The euro will likely fall if ECB President Mario Draghi, during a press conference following the central bank's monthly policy-setting meeting on Thursday, voices concerns about the recent swift and sharp rise of the currency.
If Draghi comments on the potentially harmful impact of a stronger euro, it could be seen by the market as a kind of verbal intervention, but most believe he will avoid commenting on the currency.
Draghi is expected to recognize an improvement in the euro zone outlook and in market sentiment while acknowledging the region still faces many hurdles.
Supportive comments from Draghi last month helped set the stage for a sharp euro rally this year, lifting it to a 14-month high against the dollar, a 34-month peak against the yen and 15-month top on sterling.
"We expected euro/dollar to remain in tight ranges this whole week ahead of the ECB, which is what we have seen," said John Doyle, foreign exchange strategist at Tempus Consulting in Washington, D.C.
Thursday "could be eventful, especially if the ECB hints at a future interest rate cut in the coming months," he said.
Political uncertainty in Spain and Italy has given the euro a slightly bearish tone over the past few days, but the euro zone's economy is showing signs of improvement, which diminishes chances of another ECB rate cut.
The ECB is expected to leave interest rates on hold.
"Like most, we do not expect the central bank to change their current policy tomorrow," he said.
The last traded at $1.3524, down 0.4 percent on the day and below last week's peak of $1.3711, its highest since November 2011.
French President Francois Hollande called on Tuesday for a target exchange rate to protect the currency from "irrational movements," although the idea ran into immediate opposition from Germany.
The euro pared losses on comments by German government spokesman Steffen Seibert, who said the euro was not over-valued and that long-term competitiveness could not be achieved via exchange rates.
"We bought the euro on a break of $1.3500, but have since sold our position because we believe that at $1.3700-$1.400 it will bring out howls of protest from euro zone policymakers," said Boris Schlossberg, managing director at BK Asset Management in New York.
Schlossberg, who holds a neutral position on the euro, said euro/dollar strength will hinge on Germany.
"Only if and when they start to make noises about a strong euro will we see a serious correction," he said.
Against the yen the euro was last down 0.6 percent at 126.42 yen, off a 34-month peak of 127.69 touched in Asian trade, with the yen remaining under selling pressure on expectations of aggressive monetary easing in Japan.
"For now we remain in consolidation phase and the market wants to see euro zone economic fundamentals improve now that finances have stabilized," he said.
The euro is up nearly 2.5 percent against the dollar this year.
The was last at 93.48 yen, down 0.1 percent on the day, according to Reuters data.

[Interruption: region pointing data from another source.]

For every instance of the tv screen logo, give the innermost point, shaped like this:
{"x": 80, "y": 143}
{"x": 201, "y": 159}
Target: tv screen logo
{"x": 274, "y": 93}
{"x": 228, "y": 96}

The dollar reached a peak of 94.06 yen in Asian trade, its highest since May 2010.
News on Tuesday that current Bank of Japan Governor Masaaki Shirakawa will step down three weeks earlier than planned spurred the latest bout of yen selling.

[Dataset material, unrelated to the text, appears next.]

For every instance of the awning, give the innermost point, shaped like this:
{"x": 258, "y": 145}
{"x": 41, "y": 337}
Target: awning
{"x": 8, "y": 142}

"The yen seems to be a one-way train," said Tempus' Doyle. "We try to remind our clients how overvalued the yen has been for the past few years and was due for a major revaluation."

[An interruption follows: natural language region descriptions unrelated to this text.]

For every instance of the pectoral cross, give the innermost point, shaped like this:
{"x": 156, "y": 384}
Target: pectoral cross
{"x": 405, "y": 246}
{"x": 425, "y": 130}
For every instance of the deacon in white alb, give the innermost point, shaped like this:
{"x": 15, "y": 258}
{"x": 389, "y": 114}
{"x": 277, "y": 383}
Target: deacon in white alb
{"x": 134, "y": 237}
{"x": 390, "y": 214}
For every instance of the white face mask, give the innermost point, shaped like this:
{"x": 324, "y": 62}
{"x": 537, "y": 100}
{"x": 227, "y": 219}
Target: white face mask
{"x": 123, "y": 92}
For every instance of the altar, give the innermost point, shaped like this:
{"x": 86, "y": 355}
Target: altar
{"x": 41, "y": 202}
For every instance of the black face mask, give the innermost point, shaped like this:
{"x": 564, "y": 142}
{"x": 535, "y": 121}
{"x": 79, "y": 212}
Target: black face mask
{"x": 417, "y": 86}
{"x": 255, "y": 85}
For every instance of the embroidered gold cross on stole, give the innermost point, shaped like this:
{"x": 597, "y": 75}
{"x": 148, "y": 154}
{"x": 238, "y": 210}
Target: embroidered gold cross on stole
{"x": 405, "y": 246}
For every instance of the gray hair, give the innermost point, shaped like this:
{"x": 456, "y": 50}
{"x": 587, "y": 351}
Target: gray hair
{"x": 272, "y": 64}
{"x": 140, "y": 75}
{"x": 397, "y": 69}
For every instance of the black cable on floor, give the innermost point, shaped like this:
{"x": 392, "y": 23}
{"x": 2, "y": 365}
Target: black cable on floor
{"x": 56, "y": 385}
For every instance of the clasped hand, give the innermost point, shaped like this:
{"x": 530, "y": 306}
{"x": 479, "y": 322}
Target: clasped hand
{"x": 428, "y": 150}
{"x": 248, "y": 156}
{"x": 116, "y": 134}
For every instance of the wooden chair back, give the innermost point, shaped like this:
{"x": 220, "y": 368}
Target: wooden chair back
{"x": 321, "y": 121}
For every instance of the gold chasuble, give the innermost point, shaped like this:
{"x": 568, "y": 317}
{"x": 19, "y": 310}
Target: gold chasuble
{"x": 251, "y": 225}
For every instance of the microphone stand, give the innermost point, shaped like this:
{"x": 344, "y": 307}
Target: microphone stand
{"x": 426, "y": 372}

"Trying to pick the yen's bottom has been a dangerous endeavor, but I am staying short yen and will look to take profit again above 94," he said.
Japanese Prime Minister Shinzo Abe, who has put the BOJ under pressure to do more to spur the economy, has made it clear he wants a governor who will be bold in easing monetary policy.
The dollar is up about 7.8 percent against the yen this year, according to Reuters data.